"Jason Brooke" <[EMAIL PROTECTED]> writes:
> > If you run qmail-smtpd directly from inetd.conf, as suggested in the
> > INSTALL file distributed with qmail-1.03, then there is a pretty good
> > chance that the instance of qmail-smtpd being attacked will grow to
> > eat of all of memory. What happens then depends upon your OS. On
> > GNU/Linux, a random process will be killed; there is a pretty good
> > chance that the random process will be the large qmail-smtpd.
> > Alternatively, a careful attacker who really understands your system
> > can create several fairly large qmail-smtpd processes and
> > significantly increase the chance that the random process which is
> > killed will be something other than qmail-smtpd. In this scenario
> > this attack can indeed be a denial of service.
>
> actually for what it's worth, if you follow the directions in INSTALL you
> should generally hit the 'read FAQ' before getting down to the section of
> INSTALL that says to use inetd (for upgrading from sendmail) :)
>
> FAQ pretty much points you at tcpserver
I would say that that is a mere quibble, except that it isn't even
that. It isn't tcpserver which prevents qmail-smtpd from growing
without bound; it is softlimit. softlimit isn't mentioned in the
INSTALL file or the FAQ which is distributed with qmail 1.03. The
daemontools are mentioned, but not in the context of resource limits.

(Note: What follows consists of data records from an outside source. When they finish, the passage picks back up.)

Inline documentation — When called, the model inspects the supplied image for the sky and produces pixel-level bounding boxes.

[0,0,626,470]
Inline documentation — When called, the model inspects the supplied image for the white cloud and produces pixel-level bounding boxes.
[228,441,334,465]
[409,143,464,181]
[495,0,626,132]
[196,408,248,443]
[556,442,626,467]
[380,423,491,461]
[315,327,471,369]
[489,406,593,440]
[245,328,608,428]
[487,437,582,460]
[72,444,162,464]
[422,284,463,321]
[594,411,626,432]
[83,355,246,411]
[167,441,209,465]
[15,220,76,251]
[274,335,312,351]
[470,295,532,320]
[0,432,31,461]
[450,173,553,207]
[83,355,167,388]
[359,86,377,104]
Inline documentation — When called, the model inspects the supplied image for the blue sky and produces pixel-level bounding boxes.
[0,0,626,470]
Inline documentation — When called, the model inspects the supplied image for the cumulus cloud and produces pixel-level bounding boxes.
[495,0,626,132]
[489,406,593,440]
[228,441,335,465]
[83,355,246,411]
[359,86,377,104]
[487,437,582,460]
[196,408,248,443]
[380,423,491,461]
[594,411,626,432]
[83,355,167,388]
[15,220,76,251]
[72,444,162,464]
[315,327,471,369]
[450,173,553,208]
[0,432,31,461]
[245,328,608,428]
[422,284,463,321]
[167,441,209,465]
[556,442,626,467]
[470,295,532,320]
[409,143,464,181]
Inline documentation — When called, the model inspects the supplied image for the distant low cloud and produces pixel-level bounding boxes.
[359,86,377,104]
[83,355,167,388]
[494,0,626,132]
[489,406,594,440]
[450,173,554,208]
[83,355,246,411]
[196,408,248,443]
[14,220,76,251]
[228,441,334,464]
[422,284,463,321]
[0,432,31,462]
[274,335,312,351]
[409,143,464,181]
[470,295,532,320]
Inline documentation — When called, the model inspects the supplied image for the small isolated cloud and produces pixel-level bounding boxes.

Obviously there isn't anything wrong with qmail. And obviously these
bug reports are highly misleading in implying that there is a bug
which needs to be fixed in qmail. But I do think that the bug reports
have a point: if you install qmail-1.03 according to a reasonable
reading of the instructions which come with the tar file, your system
may be vulnerable to a theoretical denial of service attack. The fact
that other people tell you to install qmail in a different way is
interesting, but does not change the fact that qmail-1.03 comes with
installation instructions which at least some people will naturally
follow. I certainly did in my first qmail installation.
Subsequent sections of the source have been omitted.